Lab 06: AI Observability & Monitoring

Time: 50 minutes | Level: Architect | Docker: docker run -it --rm zchencow/innozverse-ai:latest bash

Overview

ML models silently degrade in production. This lab covers the complete ML observability stack: data drift detection (KS test, PSI), concept drift, model performance monitoring, feature importance tracking, outlier detection, and production monitoring architectures.

Architecture

┌──────────────────────────────────────────────────────────────┐
│                 ML Observability Stack                        │
├──────────────────────────────────────────────────────────────┤
│  Production Traffic → Feature Logging → Drift Pipeline       │
│       ↓                                      ↓               │
│  Prediction Store                      KS Test / PSI         │
│  Ground Truth (delayed)                Feature Drift Detect  │
│       ↓                                      ↓               │
│  Performance Metrics                   ALERT System          │
│  (Accuracy, F1, AUC)                  (PagerDuty / Slack)   │
├──────────────────────────────────────────────────────────────┤
│  Dashboards: Grafana + Evidently AI + Prometheus             │
└──────────────────────────────────────────────────────────────┘

Step 1: Types of ML Model Degradation

Silent Degradation is the Enemy:

Model accuracy drops but no error logs appear
Business metrics worsen weeks later
Root cause: data or concept drift

Four Types of Drift:

Type

Definition

Detection Method

Frequency

Data drift

Input distribution changed

KS test, PSI, JS divergence

Daily

Concept drift

P(Y|X) relationship changed

Performance metrics monitoring

Weekly

Label drift

Output distribution changed

Output distribution monitoring

Daily

Feature drift

Individual feature statistics changed

Per-feature statistics

Daily

Examples:

Data drift:    Customer ages used to be 25-45, now 18-65 (population shift)
Concept drift: Economic recession changes what "creditworthy" means
Label drift:   Fraud rate dropped from 2% to 0.5% (good or model failure?)
Feature drift: API change returns null for previously populated field

Step 2: KS Test for Feature Drift

The Kolmogorov-Smirnov test compares two distributions without assuming normality.

KS Test:

H₀: reference and production distributions are the same
H₁: distributions differ significantly

Statistic: D = max|F_ref(x) - F_prod(x)|  (max CDF difference)
p-value < 0.05 → reject H₀ → DRIFT DETECTED

Interpretation:

p-value > 0.05:  No drift (distributions similar)
p-value < 0.05:  Drift detected (investigate)
p-value < 0.001: Severe drift (urgent action)

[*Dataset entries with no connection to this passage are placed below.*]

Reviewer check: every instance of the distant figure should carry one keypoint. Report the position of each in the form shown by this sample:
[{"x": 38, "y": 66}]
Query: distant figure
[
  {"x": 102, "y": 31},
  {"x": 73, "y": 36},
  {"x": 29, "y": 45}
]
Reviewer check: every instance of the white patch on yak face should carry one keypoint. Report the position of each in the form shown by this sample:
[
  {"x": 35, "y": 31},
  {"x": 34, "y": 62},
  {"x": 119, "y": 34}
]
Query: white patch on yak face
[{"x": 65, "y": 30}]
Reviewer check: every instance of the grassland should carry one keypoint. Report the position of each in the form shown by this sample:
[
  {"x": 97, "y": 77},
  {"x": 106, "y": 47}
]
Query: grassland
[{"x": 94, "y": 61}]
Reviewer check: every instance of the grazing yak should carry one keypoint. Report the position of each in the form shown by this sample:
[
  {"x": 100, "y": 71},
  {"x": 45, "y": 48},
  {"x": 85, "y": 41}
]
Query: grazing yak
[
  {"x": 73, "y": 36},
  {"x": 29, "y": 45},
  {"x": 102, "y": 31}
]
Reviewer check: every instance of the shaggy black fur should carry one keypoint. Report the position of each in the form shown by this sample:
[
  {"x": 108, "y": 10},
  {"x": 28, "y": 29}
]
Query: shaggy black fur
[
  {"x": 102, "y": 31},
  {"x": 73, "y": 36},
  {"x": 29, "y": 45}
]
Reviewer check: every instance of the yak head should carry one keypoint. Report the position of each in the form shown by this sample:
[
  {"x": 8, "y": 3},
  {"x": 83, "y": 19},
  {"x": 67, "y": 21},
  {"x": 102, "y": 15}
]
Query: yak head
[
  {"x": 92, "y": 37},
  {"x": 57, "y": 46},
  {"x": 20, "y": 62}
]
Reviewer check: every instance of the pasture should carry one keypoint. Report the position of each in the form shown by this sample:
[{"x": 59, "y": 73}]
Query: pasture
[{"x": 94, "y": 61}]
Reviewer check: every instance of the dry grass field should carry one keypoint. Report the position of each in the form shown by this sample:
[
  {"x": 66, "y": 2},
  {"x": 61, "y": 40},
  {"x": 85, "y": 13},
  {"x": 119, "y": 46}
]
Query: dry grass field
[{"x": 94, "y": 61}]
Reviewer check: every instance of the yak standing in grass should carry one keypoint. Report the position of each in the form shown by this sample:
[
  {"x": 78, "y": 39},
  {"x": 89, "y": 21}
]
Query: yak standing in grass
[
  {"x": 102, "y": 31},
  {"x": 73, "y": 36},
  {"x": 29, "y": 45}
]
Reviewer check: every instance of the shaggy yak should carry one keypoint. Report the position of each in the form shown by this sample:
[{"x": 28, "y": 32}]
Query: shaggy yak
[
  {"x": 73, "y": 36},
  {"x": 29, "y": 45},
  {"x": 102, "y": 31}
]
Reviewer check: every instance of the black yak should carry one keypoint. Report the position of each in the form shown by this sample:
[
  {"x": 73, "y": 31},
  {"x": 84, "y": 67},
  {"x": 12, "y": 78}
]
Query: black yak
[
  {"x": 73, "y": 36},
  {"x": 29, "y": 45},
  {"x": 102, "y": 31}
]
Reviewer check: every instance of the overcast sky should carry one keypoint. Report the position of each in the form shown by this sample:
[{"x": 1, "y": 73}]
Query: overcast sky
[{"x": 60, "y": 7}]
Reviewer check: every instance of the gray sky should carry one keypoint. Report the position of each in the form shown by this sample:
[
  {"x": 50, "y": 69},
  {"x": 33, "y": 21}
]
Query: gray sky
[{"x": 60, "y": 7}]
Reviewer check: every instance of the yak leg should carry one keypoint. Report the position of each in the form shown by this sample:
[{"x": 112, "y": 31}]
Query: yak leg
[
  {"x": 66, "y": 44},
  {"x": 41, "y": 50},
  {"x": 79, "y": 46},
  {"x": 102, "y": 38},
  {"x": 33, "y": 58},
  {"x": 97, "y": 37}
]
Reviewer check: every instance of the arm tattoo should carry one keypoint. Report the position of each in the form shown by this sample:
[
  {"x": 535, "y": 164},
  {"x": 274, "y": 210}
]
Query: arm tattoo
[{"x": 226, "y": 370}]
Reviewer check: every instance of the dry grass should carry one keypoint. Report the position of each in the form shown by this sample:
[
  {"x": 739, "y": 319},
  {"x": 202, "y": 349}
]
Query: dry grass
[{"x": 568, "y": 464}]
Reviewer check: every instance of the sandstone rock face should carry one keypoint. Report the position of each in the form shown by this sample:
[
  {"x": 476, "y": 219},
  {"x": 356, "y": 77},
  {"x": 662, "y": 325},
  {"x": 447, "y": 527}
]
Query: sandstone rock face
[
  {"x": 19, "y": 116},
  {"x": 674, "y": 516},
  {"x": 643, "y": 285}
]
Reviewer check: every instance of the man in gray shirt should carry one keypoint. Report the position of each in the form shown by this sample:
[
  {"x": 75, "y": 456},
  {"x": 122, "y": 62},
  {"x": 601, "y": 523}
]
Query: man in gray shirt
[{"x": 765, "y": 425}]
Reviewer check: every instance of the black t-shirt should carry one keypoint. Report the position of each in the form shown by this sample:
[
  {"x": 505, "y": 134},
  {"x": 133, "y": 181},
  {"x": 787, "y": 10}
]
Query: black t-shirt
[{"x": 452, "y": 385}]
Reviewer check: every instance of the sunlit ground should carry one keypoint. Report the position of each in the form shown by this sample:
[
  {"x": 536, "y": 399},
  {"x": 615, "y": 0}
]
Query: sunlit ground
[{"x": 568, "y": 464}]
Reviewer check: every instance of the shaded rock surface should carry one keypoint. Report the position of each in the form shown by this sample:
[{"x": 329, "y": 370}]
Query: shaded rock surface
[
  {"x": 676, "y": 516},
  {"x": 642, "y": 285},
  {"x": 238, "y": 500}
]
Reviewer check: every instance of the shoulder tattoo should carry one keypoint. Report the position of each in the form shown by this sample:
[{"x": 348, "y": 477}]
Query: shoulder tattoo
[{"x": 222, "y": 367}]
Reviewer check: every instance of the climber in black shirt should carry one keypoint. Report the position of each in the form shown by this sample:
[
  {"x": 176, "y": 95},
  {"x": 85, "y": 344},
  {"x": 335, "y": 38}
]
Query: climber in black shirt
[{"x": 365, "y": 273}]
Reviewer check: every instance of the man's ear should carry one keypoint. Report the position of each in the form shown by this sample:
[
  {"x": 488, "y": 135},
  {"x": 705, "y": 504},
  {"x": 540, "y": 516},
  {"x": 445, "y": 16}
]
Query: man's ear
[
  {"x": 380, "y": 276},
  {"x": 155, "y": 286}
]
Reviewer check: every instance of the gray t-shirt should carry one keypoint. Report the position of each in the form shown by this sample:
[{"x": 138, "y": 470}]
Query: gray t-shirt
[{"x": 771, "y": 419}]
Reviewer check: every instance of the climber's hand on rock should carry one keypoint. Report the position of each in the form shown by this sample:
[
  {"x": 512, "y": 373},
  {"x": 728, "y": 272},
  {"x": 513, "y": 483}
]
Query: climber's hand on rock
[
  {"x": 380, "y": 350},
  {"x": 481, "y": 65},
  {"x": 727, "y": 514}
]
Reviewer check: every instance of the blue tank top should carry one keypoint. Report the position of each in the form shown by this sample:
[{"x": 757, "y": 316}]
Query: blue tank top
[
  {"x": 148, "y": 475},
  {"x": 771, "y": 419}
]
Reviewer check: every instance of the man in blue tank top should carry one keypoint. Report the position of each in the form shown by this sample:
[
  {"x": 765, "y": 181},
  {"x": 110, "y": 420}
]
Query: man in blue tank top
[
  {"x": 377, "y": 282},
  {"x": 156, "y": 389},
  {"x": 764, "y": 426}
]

💡 KS test is powerful but sensitive to sample size. With N=100,000 samples, even tiny insignificant differences will have p < 0.05. Always combine p-value with KS statistic magnitude.

Step 3: PSI (Population Stability Index)

PSI is the industry standard for monitoring data drift in credit scoring and finance.

PSI Formula:

PSI = Σ (actual% - expected%) × ln(actual% / expected%)

Thresholds:
  PSI < 0.1:   Stable (no action needed)
  0.1 ≤ PSI < 0.2: Monitor (investigate cause)
  PSI ≥ 0.2:   Retrain required (significant shift)

PSI vs KS Test:

Metric

Sensitivity

Directionality

Industry Use

KS Test

High

Yes (which direction?)

General ML

PSI

Medium

No (magnitude only)

Finance/credit

JS Divergence

Medium

Symmetric

General ML

Wasserstein

High

Yes

Research

Step 4: Concept Drift Detection

Concept drift means the relationship between features and labels has changed.

Detection Approaches:

1. Performance-based monitoring (most practical):

Track rolling accuracy/F1/AUC over 7/14/30 day windows
Alert when: current_7day_accuracy < baseline * 0.95

2. Statistical tests on predictions:

Compare predicted score distribution: reference vs production
If PSI(predicted_scores) > 0.2 → possible concept drift

3. Challenger model comparison:

Periodically retrain on fresh data → compare vs champion
If challenger >> champion → concept drift has occurred

ADWIN (Adaptive Windowing):

Maintains adaptive window of recent samples
Detects change in mean → shrinks window after change point
Used in: streaming ML, online learning

Step 5: Feature Importance Drift

Even without overall performance drop, individual feature importances can shift.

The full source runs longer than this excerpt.